Maybe that’s our problem—we’ve been to too many fish markets.
Seems like when we go fishing for men, we don’t want anything messy. The only ones we look for are the WASPs with nuclear families, unfettered by problems of any sort. That’s where we build our meetinghouses, pass out our meeting announcements, and do our mass mailings. We don’t want people with built-in problems, people overcoming addictions, people with messy family lives, people with “big bad sins” in their history. No one wants a “high maintenance” convert who needs our support, our encouragement, our patience, and certainly not our time! In fact, once a long time ago, Keith was chastised for “bringing the wrong class of people to church.”
To whom did Jesus go? Now all the publicans and sinners were drawing near to him to hear him, Luke 15:1, and I seem to remember a woman who had been married five times and was living with another man, John 4:18. Would we have even given them the time of day?
Jesus only appeals to those who need him, and unfortunately, people who have no “big” problems, no obvious needs, seldom think they need anyone. It usually takes a crisis to wake them up. So why are we so insistent upon turning our efforts to teach the gospel to the very ones who are least likely to listen?
Maybe we no longer want to be fishers of men. The “cleaning” is too messy, too difficult, too heart-wrenching, and too time-consuming. Instead of being fishers of men, as the old saying goes, we just want to be keepers of the aquarium, with a built-in filter (preacher) and someone else to feed the fish (elders and class teachers) so we can swim around in a pretty glass box with plastic mermaids and divers, and live our lives unbothered by things like helping one another grow to spirituality, and scraping the algae off our souls.

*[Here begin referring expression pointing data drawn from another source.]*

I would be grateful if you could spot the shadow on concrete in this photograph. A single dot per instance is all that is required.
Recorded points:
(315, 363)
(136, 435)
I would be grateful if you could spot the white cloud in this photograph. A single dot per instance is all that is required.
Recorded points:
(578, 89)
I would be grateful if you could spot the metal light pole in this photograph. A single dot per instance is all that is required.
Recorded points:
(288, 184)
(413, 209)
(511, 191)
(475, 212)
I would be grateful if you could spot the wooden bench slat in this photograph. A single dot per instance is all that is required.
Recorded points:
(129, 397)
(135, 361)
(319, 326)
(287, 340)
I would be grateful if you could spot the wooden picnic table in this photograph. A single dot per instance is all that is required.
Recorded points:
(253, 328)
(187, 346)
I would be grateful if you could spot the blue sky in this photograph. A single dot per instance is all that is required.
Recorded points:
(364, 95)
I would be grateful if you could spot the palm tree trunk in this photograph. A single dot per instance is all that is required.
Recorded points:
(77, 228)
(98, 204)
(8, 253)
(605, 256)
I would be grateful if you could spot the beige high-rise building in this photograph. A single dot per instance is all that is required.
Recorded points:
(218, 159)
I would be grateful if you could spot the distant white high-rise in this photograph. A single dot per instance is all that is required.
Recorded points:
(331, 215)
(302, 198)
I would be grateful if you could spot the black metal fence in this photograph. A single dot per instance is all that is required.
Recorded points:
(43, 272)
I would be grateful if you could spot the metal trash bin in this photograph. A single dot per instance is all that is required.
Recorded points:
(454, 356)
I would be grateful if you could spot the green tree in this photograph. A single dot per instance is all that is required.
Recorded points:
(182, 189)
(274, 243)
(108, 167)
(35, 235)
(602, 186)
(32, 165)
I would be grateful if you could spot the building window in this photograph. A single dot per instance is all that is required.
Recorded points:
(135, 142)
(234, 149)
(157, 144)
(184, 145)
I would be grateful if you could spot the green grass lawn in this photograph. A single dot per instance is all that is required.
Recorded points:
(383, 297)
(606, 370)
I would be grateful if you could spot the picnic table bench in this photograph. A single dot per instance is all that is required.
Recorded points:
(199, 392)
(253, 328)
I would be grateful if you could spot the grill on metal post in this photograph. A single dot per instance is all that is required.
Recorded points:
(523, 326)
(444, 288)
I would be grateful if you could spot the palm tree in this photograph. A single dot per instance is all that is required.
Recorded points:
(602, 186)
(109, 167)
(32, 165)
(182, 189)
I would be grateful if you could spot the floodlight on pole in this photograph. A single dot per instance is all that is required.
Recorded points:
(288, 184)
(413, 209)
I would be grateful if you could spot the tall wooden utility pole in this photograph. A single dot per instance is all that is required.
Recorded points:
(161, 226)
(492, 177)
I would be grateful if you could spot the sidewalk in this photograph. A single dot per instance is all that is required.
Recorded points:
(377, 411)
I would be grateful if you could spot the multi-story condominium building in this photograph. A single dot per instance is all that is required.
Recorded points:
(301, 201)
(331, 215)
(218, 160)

Maybe we have forgotten, or never even knew, the mindset of the first century church—a dynamic group of people, spreading God’s word to everyone they met, trying to take as many “fish” as they could to Heaven with them, regardless of how messy their lives were.
Maybe someone needs to come fishing for us again.
And the scribes of the Pharisees, when they saw that he was eating with the sinners and the publicans, said unto his disciples, “How is it that he eats and drinks with publicans and sinners?” And when Jesus heard it, he said to them, “They that are whole have no need of a physician, but they that are sick. I came not to call the righteous, but sinners,” Mark 2:16,17.